CMMs have always been a measurement staple for the manufacturing industry, but new trends continue to drive innovation in coordinate measuring machines. Once such trend is the move to noncontact data capture. In every industry sector, new materials are being introduced into the next evolution of products used around the world. For example, the edrive movement has transformed the way automotive manufacturers look at combustion engines today and plan for the electric engines of tomorrow. In many cases, not only are new types of materials being launched, but the need to collect high value data is also increasing to limit the imperfections on these new revolutionary products.

Looking at current measurement strategies of today’s manufacturers and the trend towards noncontact scanning methods, many solutions in the marketplace are not nearly as accurate for the needed throughput. Additionally, the data that is required has to be complete and precise enough to make adjustments to product designs or to adjust the settings on machine tools for better wear and tear. Besides being faster and more accurate, noncontact technologies must have the user’s workflow in mind. Manufacturers will start to see user experience enhancements embedded in these technologies that will allow the quality department to communicate defects or problems with a design in a more efficient way.

With digital transformations happening across manufacturing, the demand for components has not changed.
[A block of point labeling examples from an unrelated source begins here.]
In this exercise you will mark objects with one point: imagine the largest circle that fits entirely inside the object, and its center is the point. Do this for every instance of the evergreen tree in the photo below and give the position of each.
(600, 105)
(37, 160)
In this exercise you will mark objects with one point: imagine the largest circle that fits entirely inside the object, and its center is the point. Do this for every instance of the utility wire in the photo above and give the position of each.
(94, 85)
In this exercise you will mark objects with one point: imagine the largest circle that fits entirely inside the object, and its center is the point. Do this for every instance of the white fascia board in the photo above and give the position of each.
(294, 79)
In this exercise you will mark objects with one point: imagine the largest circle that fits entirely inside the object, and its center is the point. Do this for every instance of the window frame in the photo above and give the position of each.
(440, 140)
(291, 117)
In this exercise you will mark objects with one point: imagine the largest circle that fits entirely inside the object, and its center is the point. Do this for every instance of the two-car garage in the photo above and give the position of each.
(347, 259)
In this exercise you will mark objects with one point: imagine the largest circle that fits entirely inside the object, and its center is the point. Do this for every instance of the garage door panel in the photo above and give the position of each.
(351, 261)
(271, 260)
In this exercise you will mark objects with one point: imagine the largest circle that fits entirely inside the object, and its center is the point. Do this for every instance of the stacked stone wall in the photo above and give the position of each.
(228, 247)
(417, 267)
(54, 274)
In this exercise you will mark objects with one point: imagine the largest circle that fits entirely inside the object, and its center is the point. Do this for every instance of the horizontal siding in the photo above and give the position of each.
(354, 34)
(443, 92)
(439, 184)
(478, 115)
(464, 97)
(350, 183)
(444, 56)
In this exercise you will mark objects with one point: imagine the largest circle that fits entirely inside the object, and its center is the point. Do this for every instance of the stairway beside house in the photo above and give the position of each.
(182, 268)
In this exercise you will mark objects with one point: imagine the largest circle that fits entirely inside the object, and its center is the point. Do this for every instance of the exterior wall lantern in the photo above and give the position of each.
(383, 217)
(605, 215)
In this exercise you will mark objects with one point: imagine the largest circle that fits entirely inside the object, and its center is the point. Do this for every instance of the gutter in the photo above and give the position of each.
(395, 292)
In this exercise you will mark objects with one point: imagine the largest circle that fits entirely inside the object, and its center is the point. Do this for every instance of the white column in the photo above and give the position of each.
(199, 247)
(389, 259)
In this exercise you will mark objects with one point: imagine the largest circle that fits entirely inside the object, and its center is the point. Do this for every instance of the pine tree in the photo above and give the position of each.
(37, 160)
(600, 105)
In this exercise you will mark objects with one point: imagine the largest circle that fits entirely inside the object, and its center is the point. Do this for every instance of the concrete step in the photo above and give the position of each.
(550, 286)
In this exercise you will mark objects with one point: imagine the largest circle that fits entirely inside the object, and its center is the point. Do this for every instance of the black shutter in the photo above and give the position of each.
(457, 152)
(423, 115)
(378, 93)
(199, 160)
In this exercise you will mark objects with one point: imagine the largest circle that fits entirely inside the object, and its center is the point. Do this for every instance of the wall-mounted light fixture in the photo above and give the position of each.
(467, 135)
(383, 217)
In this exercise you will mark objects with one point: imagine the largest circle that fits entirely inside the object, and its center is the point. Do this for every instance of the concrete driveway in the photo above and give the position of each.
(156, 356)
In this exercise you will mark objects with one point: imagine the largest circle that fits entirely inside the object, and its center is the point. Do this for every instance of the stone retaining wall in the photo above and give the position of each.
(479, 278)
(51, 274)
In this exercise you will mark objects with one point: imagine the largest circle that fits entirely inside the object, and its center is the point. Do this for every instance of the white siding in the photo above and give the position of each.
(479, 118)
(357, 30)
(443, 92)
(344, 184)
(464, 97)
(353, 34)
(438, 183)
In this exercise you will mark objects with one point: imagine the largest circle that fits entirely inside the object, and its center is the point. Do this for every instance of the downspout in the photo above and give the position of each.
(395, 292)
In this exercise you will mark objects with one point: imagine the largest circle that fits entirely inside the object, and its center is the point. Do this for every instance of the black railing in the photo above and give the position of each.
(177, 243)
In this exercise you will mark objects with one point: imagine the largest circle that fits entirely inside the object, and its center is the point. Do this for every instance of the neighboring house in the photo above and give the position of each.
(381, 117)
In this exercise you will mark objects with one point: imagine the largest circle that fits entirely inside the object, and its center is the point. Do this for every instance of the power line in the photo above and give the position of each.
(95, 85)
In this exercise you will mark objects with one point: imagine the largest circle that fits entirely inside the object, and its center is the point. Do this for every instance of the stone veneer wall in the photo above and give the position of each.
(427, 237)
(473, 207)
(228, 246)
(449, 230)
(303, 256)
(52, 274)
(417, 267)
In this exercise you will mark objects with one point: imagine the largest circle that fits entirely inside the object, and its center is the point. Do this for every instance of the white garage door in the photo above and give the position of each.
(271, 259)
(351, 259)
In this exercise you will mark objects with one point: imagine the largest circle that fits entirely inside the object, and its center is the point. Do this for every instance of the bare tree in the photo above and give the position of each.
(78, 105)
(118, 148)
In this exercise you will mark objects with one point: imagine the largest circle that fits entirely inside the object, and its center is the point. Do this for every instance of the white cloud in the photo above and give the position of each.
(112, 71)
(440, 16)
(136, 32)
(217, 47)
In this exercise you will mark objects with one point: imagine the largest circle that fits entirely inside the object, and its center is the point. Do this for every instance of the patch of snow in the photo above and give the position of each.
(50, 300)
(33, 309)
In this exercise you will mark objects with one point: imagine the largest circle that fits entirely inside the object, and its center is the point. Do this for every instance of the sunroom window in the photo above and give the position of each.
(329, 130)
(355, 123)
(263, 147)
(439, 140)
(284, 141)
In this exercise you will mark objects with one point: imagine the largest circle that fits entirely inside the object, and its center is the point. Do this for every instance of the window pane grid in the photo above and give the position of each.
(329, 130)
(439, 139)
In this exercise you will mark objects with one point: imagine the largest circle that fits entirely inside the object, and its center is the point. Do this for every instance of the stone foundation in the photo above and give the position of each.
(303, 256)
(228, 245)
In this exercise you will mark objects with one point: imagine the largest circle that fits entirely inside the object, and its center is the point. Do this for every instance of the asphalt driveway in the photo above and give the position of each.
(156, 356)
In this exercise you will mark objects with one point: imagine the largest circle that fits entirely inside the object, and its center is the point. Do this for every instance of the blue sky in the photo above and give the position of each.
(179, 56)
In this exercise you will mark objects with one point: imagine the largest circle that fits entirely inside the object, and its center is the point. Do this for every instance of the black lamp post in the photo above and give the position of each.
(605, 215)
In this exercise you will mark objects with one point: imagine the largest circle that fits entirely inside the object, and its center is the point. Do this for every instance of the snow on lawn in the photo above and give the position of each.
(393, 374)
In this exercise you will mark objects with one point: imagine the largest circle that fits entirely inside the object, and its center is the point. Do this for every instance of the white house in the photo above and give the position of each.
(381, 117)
If anything, demand for parts has increased at an exponential rate and manufacturers need to find creative solutions to not only collect data, but to do it quickly with minimal errors. In response, CMM manufacturers have stepped up their game to introduce lights out metrology solutions that take repetitive, error prone tasks and automate them. Quality departments can then focus on more high value tasks while maintaining, if not improving, the throughput of their measurements.

This provides access to machine performance metrics based on real-time data to assets such as machine tools, coordinate measuring machines and laser trackers. This technology allows manufacturers to easily monitor key assets of a single site or multiple factories around the world from a one centralized dashboard. Image Source: Hexagon Manufacturing Intelligence

In order to enhance the perceived value of the quality department, the ultimate goal of CMMs today must be viewed through a new lens. Simply put, the CMM’s main output was to provide a report that passes or fails an inspected part, and targets the areas in question that might need a second look. However, when connecting this information to other critical elements, CMM data provides even more value.

It is important to know when a part passes and fails. But it is even more important to understand the reasoning behind it, and then proceed to automatically adjust some of the processes to fix the issue without halting production. When connecting a CMM with technologies like asset management or statistical process control systems, manufacturers can enable faster (and sometimes automatic) action to be taken. For example, the same machine tool has been utilized to create a particular part for the past three months. When the next run is inspected by the CMM, the report starts to show a trend in which a particular part characteristic is starting to degrade in accuracy. This information can be fed back to the machine tool to automatically calculate the adjustments needed to ensure the inspection results return to the normal state. The manufacturer continues to get more use out of the machine tool, while the asset management system sends out alerts that the machine tool in question might need replacing soon.